In my case the IP route on the client wg router is as follows:
(1) dst=0.0.0.0/0 gateway=name of wg interface (as defined on the client router)
The Table is:
(2) table-wireguard
The Rule is:
(3) source address is the subnet my devices required wg connectivity are on.
src address=192.168.xx.0/24 / Lookup ONLY in table / Table=table-wireguard
I dont use an IP address for the WG itself on either the client or server.

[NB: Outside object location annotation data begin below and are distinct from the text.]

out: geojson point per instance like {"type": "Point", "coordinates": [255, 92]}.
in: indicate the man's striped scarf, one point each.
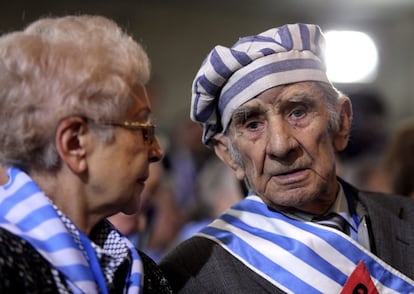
{"type": "Point", "coordinates": [28, 213]}
{"type": "Point", "coordinates": [301, 257]}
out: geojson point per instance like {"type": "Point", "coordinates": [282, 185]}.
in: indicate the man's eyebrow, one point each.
{"type": "Point", "coordinates": [247, 111]}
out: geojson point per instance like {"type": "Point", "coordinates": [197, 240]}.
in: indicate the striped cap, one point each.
{"type": "Point", "coordinates": [232, 76]}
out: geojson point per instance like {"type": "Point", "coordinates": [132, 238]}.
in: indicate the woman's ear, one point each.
{"type": "Point", "coordinates": [70, 143]}
{"type": "Point", "coordinates": [222, 151]}
{"type": "Point", "coordinates": [341, 135]}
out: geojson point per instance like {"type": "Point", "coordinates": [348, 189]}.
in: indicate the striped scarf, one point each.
{"type": "Point", "coordinates": [300, 257]}
{"type": "Point", "coordinates": [28, 213]}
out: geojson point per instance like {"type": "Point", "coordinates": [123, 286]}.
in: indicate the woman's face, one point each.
{"type": "Point", "coordinates": [119, 170]}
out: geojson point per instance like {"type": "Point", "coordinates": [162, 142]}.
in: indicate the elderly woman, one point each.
{"type": "Point", "coordinates": [76, 142]}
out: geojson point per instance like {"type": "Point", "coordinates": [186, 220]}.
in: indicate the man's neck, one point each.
{"type": "Point", "coordinates": [3, 175]}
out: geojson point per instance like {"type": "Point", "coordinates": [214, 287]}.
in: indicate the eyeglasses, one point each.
{"type": "Point", "coordinates": [147, 128]}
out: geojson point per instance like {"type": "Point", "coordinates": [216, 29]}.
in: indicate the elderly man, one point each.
{"type": "Point", "coordinates": [271, 114]}
{"type": "Point", "coordinates": [76, 142]}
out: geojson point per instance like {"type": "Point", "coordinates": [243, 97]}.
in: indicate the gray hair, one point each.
{"type": "Point", "coordinates": [57, 68]}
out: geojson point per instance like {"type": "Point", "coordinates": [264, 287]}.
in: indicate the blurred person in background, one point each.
{"type": "Point", "coordinates": [362, 161]}
{"type": "Point", "coordinates": [76, 142]}
{"type": "Point", "coordinates": [399, 160]}
{"type": "Point", "coordinates": [217, 190]}
{"type": "Point", "coordinates": [272, 115]}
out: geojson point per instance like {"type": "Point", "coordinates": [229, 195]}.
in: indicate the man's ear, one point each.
{"type": "Point", "coordinates": [70, 143]}
{"type": "Point", "coordinates": [222, 151]}
{"type": "Point", "coordinates": [341, 135]}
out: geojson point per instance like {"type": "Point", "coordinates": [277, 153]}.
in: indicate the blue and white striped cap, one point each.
{"type": "Point", "coordinates": [232, 76]}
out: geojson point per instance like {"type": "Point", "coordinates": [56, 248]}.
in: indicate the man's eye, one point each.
{"type": "Point", "coordinates": [252, 125]}
{"type": "Point", "coordinates": [298, 113]}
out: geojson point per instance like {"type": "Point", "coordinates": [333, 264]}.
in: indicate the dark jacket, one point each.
{"type": "Point", "coordinates": [200, 265]}
{"type": "Point", "coordinates": [24, 270]}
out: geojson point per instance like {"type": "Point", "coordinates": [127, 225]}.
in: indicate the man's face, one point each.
{"type": "Point", "coordinates": [286, 147]}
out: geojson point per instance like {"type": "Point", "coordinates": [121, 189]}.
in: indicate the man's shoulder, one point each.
{"type": "Point", "coordinates": [154, 279]}
{"type": "Point", "coordinates": [199, 264]}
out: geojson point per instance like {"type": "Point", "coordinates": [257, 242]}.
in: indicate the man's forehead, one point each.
{"type": "Point", "coordinates": [285, 93]}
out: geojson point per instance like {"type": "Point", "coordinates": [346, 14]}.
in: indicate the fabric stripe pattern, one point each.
{"type": "Point", "coordinates": [231, 76]}
{"type": "Point", "coordinates": [27, 212]}
{"type": "Point", "coordinates": [296, 256]}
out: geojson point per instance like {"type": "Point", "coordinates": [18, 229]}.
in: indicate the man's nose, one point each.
{"type": "Point", "coordinates": [281, 140]}
{"type": "Point", "coordinates": [156, 152]}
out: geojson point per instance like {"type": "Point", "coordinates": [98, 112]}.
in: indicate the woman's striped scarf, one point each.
{"type": "Point", "coordinates": [301, 257]}
{"type": "Point", "coordinates": [28, 213]}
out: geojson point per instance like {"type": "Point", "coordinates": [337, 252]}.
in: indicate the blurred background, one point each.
{"type": "Point", "coordinates": [187, 189]}
{"type": "Point", "coordinates": [178, 34]}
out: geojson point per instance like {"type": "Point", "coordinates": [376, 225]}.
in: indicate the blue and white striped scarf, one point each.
{"type": "Point", "coordinates": [296, 256]}
{"type": "Point", "coordinates": [28, 213]}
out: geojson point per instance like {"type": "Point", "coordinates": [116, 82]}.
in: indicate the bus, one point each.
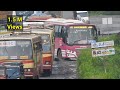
{"type": "Point", "coordinates": [47, 46]}
{"type": "Point", "coordinates": [71, 37]}
{"type": "Point", "coordinates": [26, 49]}
{"type": "Point", "coordinates": [83, 15]}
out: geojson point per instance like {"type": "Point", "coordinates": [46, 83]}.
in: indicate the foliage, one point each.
{"type": "Point", "coordinates": [107, 67]}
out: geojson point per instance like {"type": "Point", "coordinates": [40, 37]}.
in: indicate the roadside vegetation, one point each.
{"type": "Point", "coordinates": [104, 13]}
{"type": "Point", "coordinates": [107, 67]}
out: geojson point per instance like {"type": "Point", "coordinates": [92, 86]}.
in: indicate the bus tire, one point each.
{"type": "Point", "coordinates": [59, 54]}
{"type": "Point", "coordinates": [47, 73]}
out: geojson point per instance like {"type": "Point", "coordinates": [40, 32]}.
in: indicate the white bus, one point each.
{"type": "Point", "coordinates": [83, 15]}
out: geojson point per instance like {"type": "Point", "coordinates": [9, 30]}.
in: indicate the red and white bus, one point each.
{"type": "Point", "coordinates": [70, 37]}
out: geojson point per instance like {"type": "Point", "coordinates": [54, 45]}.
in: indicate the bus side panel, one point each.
{"type": "Point", "coordinates": [58, 43]}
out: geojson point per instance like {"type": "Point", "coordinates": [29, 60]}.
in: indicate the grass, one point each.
{"type": "Point", "coordinates": [107, 67]}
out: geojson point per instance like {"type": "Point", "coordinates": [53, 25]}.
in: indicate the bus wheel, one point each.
{"type": "Point", "coordinates": [37, 77]}
{"type": "Point", "coordinates": [47, 73]}
{"type": "Point", "coordinates": [59, 55]}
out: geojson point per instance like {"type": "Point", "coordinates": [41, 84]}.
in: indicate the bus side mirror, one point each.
{"type": "Point", "coordinates": [99, 32]}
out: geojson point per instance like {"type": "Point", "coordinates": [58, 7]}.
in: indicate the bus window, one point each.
{"type": "Point", "coordinates": [59, 31]}
{"type": "Point", "coordinates": [16, 49]}
{"type": "Point", "coordinates": [56, 31]}
{"type": "Point", "coordinates": [80, 35]}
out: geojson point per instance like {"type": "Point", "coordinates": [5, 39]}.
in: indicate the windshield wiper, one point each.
{"type": "Point", "coordinates": [12, 74]}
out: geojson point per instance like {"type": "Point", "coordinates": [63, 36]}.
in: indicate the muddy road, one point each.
{"type": "Point", "coordinates": [63, 69]}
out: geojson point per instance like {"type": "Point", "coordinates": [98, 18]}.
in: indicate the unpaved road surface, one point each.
{"type": "Point", "coordinates": [63, 69]}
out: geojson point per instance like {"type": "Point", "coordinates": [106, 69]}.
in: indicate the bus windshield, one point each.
{"type": "Point", "coordinates": [83, 14]}
{"type": "Point", "coordinates": [19, 49]}
{"type": "Point", "coordinates": [46, 42]}
{"type": "Point", "coordinates": [25, 14]}
{"type": "Point", "coordinates": [2, 71]}
{"type": "Point", "coordinates": [81, 34]}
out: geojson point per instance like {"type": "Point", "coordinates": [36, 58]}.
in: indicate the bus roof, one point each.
{"type": "Point", "coordinates": [17, 37]}
{"type": "Point", "coordinates": [42, 31]}
{"type": "Point", "coordinates": [81, 11]}
{"type": "Point", "coordinates": [31, 22]}
{"type": "Point", "coordinates": [72, 24]}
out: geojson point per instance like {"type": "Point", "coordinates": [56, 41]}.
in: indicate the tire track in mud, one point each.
{"type": "Point", "coordinates": [63, 69]}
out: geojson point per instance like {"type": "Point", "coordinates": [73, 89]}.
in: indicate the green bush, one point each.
{"type": "Point", "coordinates": [107, 67]}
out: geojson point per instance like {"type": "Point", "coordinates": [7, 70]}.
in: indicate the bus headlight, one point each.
{"type": "Point", "coordinates": [47, 62]}
{"type": "Point", "coordinates": [29, 70]}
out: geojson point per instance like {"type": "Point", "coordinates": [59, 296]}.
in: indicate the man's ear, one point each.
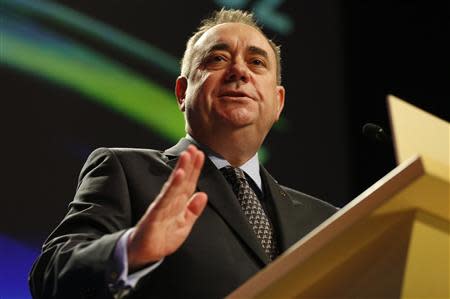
{"type": "Point", "coordinates": [281, 92]}
{"type": "Point", "coordinates": [180, 91]}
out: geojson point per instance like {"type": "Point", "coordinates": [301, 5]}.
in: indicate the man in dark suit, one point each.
{"type": "Point", "coordinates": [174, 224]}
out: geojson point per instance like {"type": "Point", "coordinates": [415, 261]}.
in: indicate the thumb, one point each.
{"type": "Point", "coordinates": [196, 205]}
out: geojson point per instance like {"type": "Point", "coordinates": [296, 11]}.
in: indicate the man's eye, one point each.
{"type": "Point", "coordinates": [258, 62]}
{"type": "Point", "coordinates": [215, 59]}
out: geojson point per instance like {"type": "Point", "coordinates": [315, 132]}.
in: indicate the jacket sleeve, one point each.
{"type": "Point", "coordinates": [77, 258]}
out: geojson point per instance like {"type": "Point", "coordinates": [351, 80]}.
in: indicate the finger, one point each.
{"type": "Point", "coordinates": [195, 207]}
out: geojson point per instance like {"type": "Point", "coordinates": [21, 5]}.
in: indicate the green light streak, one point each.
{"type": "Point", "coordinates": [69, 18]}
{"type": "Point", "coordinates": [99, 79]}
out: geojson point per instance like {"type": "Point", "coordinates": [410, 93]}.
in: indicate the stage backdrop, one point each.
{"type": "Point", "coordinates": [77, 75]}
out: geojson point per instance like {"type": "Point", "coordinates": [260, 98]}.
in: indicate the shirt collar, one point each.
{"type": "Point", "coordinates": [251, 167]}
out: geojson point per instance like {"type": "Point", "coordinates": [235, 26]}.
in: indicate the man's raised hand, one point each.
{"type": "Point", "coordinates": [169, 219]}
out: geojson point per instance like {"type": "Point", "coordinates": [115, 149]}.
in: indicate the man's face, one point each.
{"type": "Point", "coordinates": [232, 83]}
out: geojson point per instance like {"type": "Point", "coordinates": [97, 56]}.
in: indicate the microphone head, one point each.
{"type": "Point", "coordinates": [375, 132]}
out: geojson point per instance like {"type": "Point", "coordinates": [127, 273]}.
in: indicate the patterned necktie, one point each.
{"type": "Point", "coordinates": [252, 209]}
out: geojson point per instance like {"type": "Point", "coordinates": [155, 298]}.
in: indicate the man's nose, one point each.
{"type": "Point", "coordinates": [238, 71]}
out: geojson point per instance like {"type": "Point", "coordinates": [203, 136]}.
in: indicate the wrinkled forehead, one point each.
{"type": "Point", "coordinates": [233, 35]}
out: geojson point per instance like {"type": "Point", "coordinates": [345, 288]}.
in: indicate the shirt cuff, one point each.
{"type": "Point", "coordinates": [124, 279]}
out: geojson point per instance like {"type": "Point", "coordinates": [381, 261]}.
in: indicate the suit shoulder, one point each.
{"type": "Point", "coordinates": [127, 153]}
{"type": "Point", "coordinates": [311, 201]}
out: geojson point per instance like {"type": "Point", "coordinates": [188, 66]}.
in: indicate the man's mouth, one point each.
{"type": "Point", "coordinates": [235, 94]}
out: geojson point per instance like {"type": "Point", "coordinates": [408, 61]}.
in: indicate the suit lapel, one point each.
{"type": "Point", "coordinates": [285, 211]}
{"type": "Point", "coordinates": [222, 199]}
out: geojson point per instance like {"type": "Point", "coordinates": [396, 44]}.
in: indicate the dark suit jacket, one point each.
{"type": "Point", "coordinates": [116, 187]}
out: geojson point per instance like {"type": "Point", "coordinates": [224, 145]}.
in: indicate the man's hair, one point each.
{"type": "Point", "coordinates": [220, 17]}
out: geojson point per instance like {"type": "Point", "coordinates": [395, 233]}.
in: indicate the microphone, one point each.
{"type": "Point", "coordinates": [375, 133]}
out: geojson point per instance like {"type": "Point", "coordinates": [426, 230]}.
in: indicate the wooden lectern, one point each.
{"type": "Point", "coordinates": [392, 241]}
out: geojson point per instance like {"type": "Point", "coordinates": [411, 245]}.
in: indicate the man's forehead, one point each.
{"type": "Point", "coordinates": [230, 33]}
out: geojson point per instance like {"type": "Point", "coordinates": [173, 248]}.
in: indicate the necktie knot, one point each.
{"type": "Point", "coordinates": [234, 175]}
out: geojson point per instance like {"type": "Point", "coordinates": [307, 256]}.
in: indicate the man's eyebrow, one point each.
{"type": "Point", "coordinates": [218, 47]}
{"type": "Point", "coordinates": [258, 51]}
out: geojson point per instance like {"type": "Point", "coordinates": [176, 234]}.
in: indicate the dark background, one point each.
{"type": "Point", "coordinates": [340, 61]}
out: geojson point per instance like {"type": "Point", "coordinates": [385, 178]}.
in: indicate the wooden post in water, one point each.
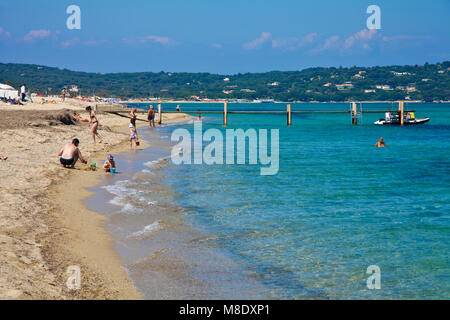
{"type": "Point", "coordinates": [289, 113]}
{"type": "Point", "coordinates": [225, 114]}
{"type": "Point", "coordinates": [354, 114]}
{"type": "Point", "coordinates": [160, 113]}
{"type": "Point", "coordinates": [401, 109]}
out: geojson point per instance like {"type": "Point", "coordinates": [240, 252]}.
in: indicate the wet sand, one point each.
{"type": "Point", "coordinates": [44, 225]}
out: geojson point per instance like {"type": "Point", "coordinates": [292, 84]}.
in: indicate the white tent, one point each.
{"type": "Point", "coordinates": [8, 92]}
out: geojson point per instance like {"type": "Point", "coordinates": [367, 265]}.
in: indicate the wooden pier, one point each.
{"type": "Point", "coordinates": [355, 113]}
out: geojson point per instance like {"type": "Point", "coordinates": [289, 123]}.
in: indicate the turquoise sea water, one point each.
{"type": "Point", "coordinates": [336, 206]}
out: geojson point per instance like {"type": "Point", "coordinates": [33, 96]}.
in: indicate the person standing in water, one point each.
{"type": "Point", "coordinates": [133, 117]}
{"type": "Point", "coordinates": [380, 143]}
{"type": "Point", "coordinates": [94, 121]}
{"type": "Point", "coordinates": [63, 94]}
{"type": "Point", "coordinates": [151, 116]}
{"type": "Point", "coordinates": [133, 136]}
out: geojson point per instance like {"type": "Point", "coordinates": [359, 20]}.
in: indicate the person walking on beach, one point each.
{"type": "Point", "coordinates": [94, 121]}
{"type": "Point", "coordinates": [23, 90]}
{"type": "Point", "coordinates": [133, 117]}
{"type": "Point", "coordinates": [63, 94]}
{"type": "Point", "coordinates": [380, 143]}
{"type": "Point", "coordinates": [151, 116]}
{"type": "Point", "coordinates": [133, 136]}
{"type": "Point", "coordinates": [70, 154]}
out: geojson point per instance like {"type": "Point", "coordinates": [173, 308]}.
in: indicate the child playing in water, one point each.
{"type": "Point", "coordinates": [109, 164]}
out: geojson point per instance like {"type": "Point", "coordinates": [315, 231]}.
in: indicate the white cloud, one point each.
{"type": "Point", "coordinates": [362, 37]}
{"type": "Point", "coordinates": [70, 43]}
{"type": "Point", "coordinates": [330, 43]}
{"type": "Point", "coordinates": [293, 43]}
{"type": "Point", "coordinates": [37, 35]}
{"type": "Point", "coordinates": [150, 39]}
{"type": "Point", "coordinates": [403, 37]}
{"type": "Point", "coordinates": [3, 32]}
{"type": "Point", "coordinates": [264, 37]}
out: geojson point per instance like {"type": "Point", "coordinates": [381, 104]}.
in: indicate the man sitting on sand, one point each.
{"type": "Point", "coordinates": [109, 164]}
{"type": "Point", "coordinates": [380, 143]}
{"type": "Point", "coordinates": [70, 154]}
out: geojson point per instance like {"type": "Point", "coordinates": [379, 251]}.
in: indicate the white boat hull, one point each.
{"type": "Point", "coordinates": [397, 122]}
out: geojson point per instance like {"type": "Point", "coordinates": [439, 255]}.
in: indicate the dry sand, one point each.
{"type": "Point", "coordinates": [44, 225]}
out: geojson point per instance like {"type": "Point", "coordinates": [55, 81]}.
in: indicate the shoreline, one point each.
{"type": "Point", "coordinates": [87, 241]}
{"type": "Point", "coordinates": [44, 224]}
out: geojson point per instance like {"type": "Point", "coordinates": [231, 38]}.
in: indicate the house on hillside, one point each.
{"type": "Point", "coordinates": [345, 86]}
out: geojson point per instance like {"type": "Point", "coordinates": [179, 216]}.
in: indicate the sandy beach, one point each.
{"type": "Point", "coordinates": [44, 225]}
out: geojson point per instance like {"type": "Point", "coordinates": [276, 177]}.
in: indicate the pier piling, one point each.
{"type": "Point", "coordinates": [354, 114]}
{"type": "Point", "coordinates": [225, 114]}
{"type": "Point", "coordinates": [160, 114]}
{"type": "Point", "coordinates": [289, 115]}
{"type": "Point", "coordinates": [401, 109]}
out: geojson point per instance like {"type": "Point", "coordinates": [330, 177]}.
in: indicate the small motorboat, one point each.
{"type": "Point", "coordinates": [394, 119]}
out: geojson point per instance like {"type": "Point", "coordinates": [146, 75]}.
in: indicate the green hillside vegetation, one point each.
{"type": "Point", "coordinates": [428, 82]}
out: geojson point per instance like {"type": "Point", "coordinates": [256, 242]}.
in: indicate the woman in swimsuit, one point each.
{"type": "Point", "coordinates": [94, 121]}
{"type": "Point", "coordinates": [151, 116]}
{"type": "Point", "coordinates": [133, 116]}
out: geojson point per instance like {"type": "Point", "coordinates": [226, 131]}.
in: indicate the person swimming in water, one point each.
{"type": "Point", "coordinates": [380, 143]}
{"type": "Point", "coordinates": [151, 116]}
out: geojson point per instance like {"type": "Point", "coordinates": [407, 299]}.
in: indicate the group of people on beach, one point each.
{"type": "Point", "coordinates": [70, 153]}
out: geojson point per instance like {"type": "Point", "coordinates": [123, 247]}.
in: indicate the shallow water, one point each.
{"type": "Point", "coordinates": [336, 206]}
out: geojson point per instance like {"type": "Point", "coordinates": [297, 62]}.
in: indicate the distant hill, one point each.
{"type": "Point", "coordinates": [428, 82]}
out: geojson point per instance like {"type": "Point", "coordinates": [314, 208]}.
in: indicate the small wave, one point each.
{"type": "Point", "coordinates": [129, 208]}
{"type": "Point", "coordinates": [155, 226]}
{"type": "Point", "coordinates": [157, 162]}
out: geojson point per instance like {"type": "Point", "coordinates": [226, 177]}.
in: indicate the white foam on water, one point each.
{"type": "Point", "coordinates": [129, 208]}
{"type": "Point", "coordinates": [155, 226]}
{"type": "Point", "coordinates": [154, 163]}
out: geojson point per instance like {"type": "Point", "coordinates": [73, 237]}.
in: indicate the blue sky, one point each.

It actually turned out to be quite simple once I got it, here are the relevant parts of the client config:
# jun/19/2021 23:09:37 by RouterOS 7.1beta6
# software id = NMKX-MZTE
#
# model = 850Gx2
/interface wireguard add name=wireguard-client
/interface wireguard peers
add allowed-address=192.168.100.2/24,N.M.0.0/16 endpoint-address=<WG server IP> endpoint-port=12345 interface=wireguard-client public-key="Server Public Key="
/ip address add address=192.168.100.2/24 interface=wireguard-client network=192.168.100.0
/ip dhcp-client add disabled=no interface=ether1
/ip route add dst-address=N.M.0.0/16 gateway=192.168.100.1
It’s a test router, connected to the Internet via NAT, there are is nothing else of relevance. I removed the public IPs, since I do not want to see the Internet test their setups against them.
The WG server s pretty much standard as documented at various places, it listens at :12345. 192.168.100.0/24 is the subnet for the tunnel and all end points, the server endpoint 192.168.100.1 is NATing WG traffic into the target networks.
As a result, N.M.0.0/16 is reachable from the client router, I guess this should be enough for others to successfully configure RouterOS as a WG client.
Overall, I’d like to remark that the WG documentation (at least the parts I found) is hard to understand and not very precise, so it’s tough to get things working. It’s also hard to debug a WG setup, since there is no direct indication if a peer successfully connects as with other VPNs. You can debug it to some extend by torch-ing the WG interface and enabling logs of corresponding fw rules firing, but it’s not fun. More logging is badly needed. Besides this, speed is terrific, but deployment does not scale beyond toy scenarios with the implementation provided so far. So, I conclude with Dante Alighieri: Lasciate ogni speranza, voi ch’entrate :-).
I tried this to make all internet requests go through my Wireguard tunnel, and it worked. But, it worked too good, sending all 192.168.x.x requests into Wireguard tunnel as well, effectively blocking me from accessing the router. Any idea how can I prevent local addresses going through the tunnel?
Thanks @anav and @Sob for your numerous efforts in helping with WireGuard for novices in it!
Your comments helped me as well, to deploy a rarer WG setup.
And thanks @DL7JP for sharing your story completion and the overall remark.